To evaluate the surgical efficacy and complications of two different operations, the following data were collected. 1) Basic information: age, sex, and body mass index; 2) Tumor anatomical location: the maximum tumor diameter from contrast-enhanced CT imaging, tumor side, tumor location, and the complexity of tumors according to the R.E.N.A.L nephelometry score; 3) The degree of malignancy: the TNM stage; 4) The information of the operation: the operative time, the time of renal ischemia, the volume of the tumor which was measured in fresh specimens, the weight of the whole fresh specimens, and the weight/the volume of fresh specimens was calculated; 5) Blood loss: the blood loss during the operation, preoperative hemoglobin, and hemoglobin within 72 hours postoperatively. ΔHemoglobin was calculated subtracting postoperative hemoglobin from preoperative hemoglobin; 6) Renal function estimation: serum creatinine preoperatively, serum creatinine within 72 hours postoperatively, the lever of Glomerular Filtration Rate (GFR) preoperatively, and the lever of GFR within 72 hours postoperatively. We used the Modification of Diet in Renal Disease (MDRD) formula to assess the level of GFR. ΔSerum creatinine was calculated subtracting preoperative serum creatinine from postoperative serum creatinine. In the same way, ΔGFR was also calculated. 7) The complication: perioperative complications, postoperative complications as classified according to the Clavien system. 8) The prognostic information: the number of surgical margins, and the number of recurrences in the sixth month initial postoperatively. The patients were required to do the contrast-enhanced CT imaging of kidney and lung six months after the operation.
The vision of the ICG-fluorescence navigation system for laparoscopic partial nephrectomy. 1: The vision of the renal tumor in the white light. 2: The vision of the renal tumor in the green model. 3: The vision of the renal tumor in the color model. 4: The vision of the renal tumor in the black and white model. Compared with the normal renal tissue, the renal clear cell cancer looked obviously “darker”.
SPSS25.0 statistical software was used to process the data, and the T-test was adopted for calculation data comparison and χ2 test for enumeration data comparison, where P<0.05 was defined as a statistically significant difference.
Ultimately, 60 patients were identified and retrospectively analyzed. 21 patients underwent the fluorescence laparoscopic partial nephrectomy, while the rest 39 patients were performed the general laparoscopic partial nephrectomy. All 60 patients were performed by two experienced surgeons. There were no differences in baseline variables between the two groups (Table 1).

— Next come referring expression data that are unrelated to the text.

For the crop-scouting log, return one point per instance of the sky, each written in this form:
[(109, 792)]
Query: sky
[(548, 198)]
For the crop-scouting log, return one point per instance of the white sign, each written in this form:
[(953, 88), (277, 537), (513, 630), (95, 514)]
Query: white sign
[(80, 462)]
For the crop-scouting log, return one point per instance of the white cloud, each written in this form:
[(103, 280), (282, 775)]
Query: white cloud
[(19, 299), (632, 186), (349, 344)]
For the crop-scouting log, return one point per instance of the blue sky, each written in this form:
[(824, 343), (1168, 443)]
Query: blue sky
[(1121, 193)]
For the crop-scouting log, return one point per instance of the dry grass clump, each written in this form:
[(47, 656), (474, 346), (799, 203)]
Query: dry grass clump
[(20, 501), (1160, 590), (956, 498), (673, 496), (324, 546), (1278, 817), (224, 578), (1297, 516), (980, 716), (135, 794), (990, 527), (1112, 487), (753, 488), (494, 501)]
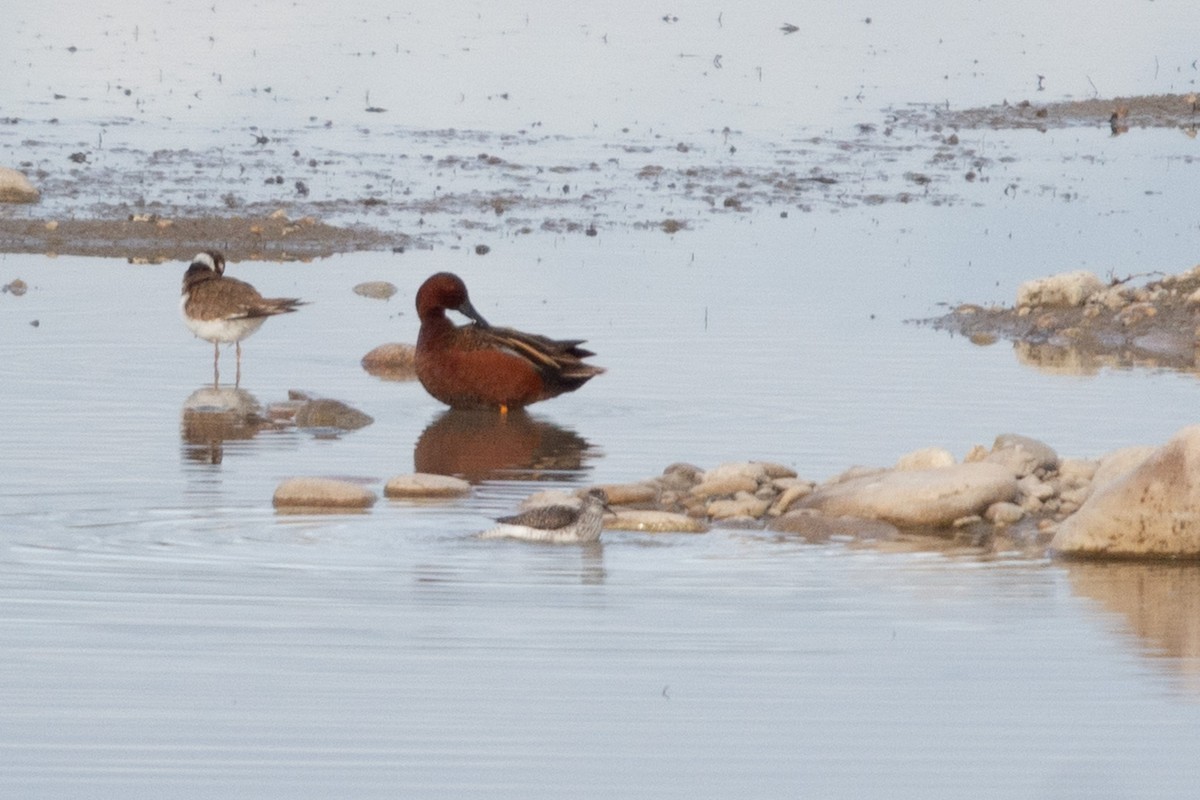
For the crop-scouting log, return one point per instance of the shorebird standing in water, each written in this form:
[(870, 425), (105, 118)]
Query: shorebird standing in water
[(556, 524), (222, 310)]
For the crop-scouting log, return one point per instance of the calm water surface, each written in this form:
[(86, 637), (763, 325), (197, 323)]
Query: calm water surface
[(165, 632)]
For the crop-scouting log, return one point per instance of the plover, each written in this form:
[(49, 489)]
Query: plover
[(222, 310)]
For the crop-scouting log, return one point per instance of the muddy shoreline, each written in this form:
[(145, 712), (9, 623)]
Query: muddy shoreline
[(265, 202)]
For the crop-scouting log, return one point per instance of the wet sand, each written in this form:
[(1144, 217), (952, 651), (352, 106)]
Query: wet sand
[(275, 210)]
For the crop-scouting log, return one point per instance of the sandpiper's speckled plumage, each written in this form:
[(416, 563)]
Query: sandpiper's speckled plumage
[(558, 524), (222, 310)]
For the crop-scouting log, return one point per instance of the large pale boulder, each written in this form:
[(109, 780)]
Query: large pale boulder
[(919, 498), (15, 187), (1067, 289), (1151, 511), (1021, 455)]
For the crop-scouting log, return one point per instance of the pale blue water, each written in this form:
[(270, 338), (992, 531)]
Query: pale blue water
[(165, 632)]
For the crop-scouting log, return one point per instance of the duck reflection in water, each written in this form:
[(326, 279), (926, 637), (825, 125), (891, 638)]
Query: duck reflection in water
[(480, 444), (213, 416)]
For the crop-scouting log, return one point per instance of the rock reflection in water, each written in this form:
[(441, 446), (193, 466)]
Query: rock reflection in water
[(213, 416), (1089, 358), (1161, 602), (479, 445)]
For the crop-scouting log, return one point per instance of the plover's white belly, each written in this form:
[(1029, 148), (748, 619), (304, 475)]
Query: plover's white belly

All the enrolled patients had complex renal mass (R.E.N.A.L score ≥7), and the difficulty of the surgery for two groups was very close. The R.E.N.A.L score for the group of fluorescence laparoscopy was 7.9±0.8, while the R.E.N.A.L score for the group of general laparoscopy was 8.0±0.7 (P=0.56) (Table 1).
The basic variables between the two groups
The group of fluorescence laparoscopy (n=21) | The group of general laparoscopy (n=39) | P value | |
---|---|---|---|
Age (year) | 61.1±8.4 | 62.7±6.7 | 0.43 |
Sex (male/female, n) | 11/10 | 20/19 | 0.94 |
Body mass index | 23.3±1.9 | 23.9±2.0 | 0.27 |
The tumor anatomical location | |||
the maximum diameter in CT, cm | 4.4±0.5 | 4.3±0.5 | 0.39 |
Anterior face/postior face, n | 12/9 | 21/18 | 0.81 |
Tumor location: superior/intermediate/lower, n | 8/8/5 | 8/15/16 | 0.25 |
Tumor growth: >50% exophytic, <50% exophytic, n | 6/15 | 15/24 | 0.44 |
The distance between the tumor boundary and renal collecting ducts: >7 mm, 4-7 mm, <4 mm, n | 2/12/7 | 3/17/19 | 0.24 |
The RENAL score | 7.9±0.8 | 8.0±0.7 | 0.56 |
Focusing on the ischemia techniques, all the patients underwent global ischemia. The time of renal ischemia was 27.2±3.6 mins for the group of fluorescence laparoscopy, and 27.9±3.2 mins for the group of general laparoscopy (p=0.45) (Table 2).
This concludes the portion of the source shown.